Carnegie Mellon University's H1ghlander  starts the robot race Saturday in the Mojave Desert near Primm, Nev.
 (Associated Press / The Spokesman-Review)
Alicia Chang Associated Press

PRIMM, Nev. — Four robotic vehicles finished a Pentagon-sponsored race across the Mojave desert Saturday and achieved a technological milestone by conquering steep drop-offs, obstacles and tunnels over a rugged 132-mile course without a single human command.

The vehicles, guided by sophisticated software, gave scientists hope that robots could one day wage battles without endangering soldiers.

“The impossible has been achieved,” cried Stanford University’s Sebastian Thrun, after the university’s customized Volkswagen crossed first. Students cheered, hoisting Thrun atop their shoulders.

Also finishing was a converted red Hummer named H1ghlander and a Humvee called Sandstorm from Carnegie Mellon University. The Stanford robot dubbed Stanley overtook the top-seeded H1ghlander at the 102-mile mark.
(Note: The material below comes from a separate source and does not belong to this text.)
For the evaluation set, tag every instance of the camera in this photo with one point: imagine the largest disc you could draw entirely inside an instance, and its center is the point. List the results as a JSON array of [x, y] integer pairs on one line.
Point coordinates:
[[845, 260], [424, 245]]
“I’m on top of the world,” said Carnegie Mellon robotics professor William “Red” Whittaker, who said a mechanical glitch allowed Stanley to pass H1ghlander.

The sentimental favorite, a Ford Escape Hybrid by students in Metarie, La., was the fourth vehicle to finish Saturday. The team lost about a week of practice and some lost their homes when Hurricane Katrina blew into the Gulf Coast.

The Pentagon’s Defense Advanced Research Projects Agency, or DARPA, plans to award $2 million to the fastest vehicle to cover the race in less than 10 hours. The taxpayer-funded race was intended to spur development of robots that could be used on the battlefield without remote controls.

The race announcer did not immediately declare a winner because 22 of the 23 robots left the starting line at staggered times at dawn, racing against the clock rather than one another. Stanley finished in less than 71/2 hours, and two robots were still on the course late Saturday afternoon.

The so-called Grand Challenge race is part of the Pentagon’s effort to cut the risk of casualties by fulfilling a congressional mandate to have a third of all military ground vehicles unmanned by 2015.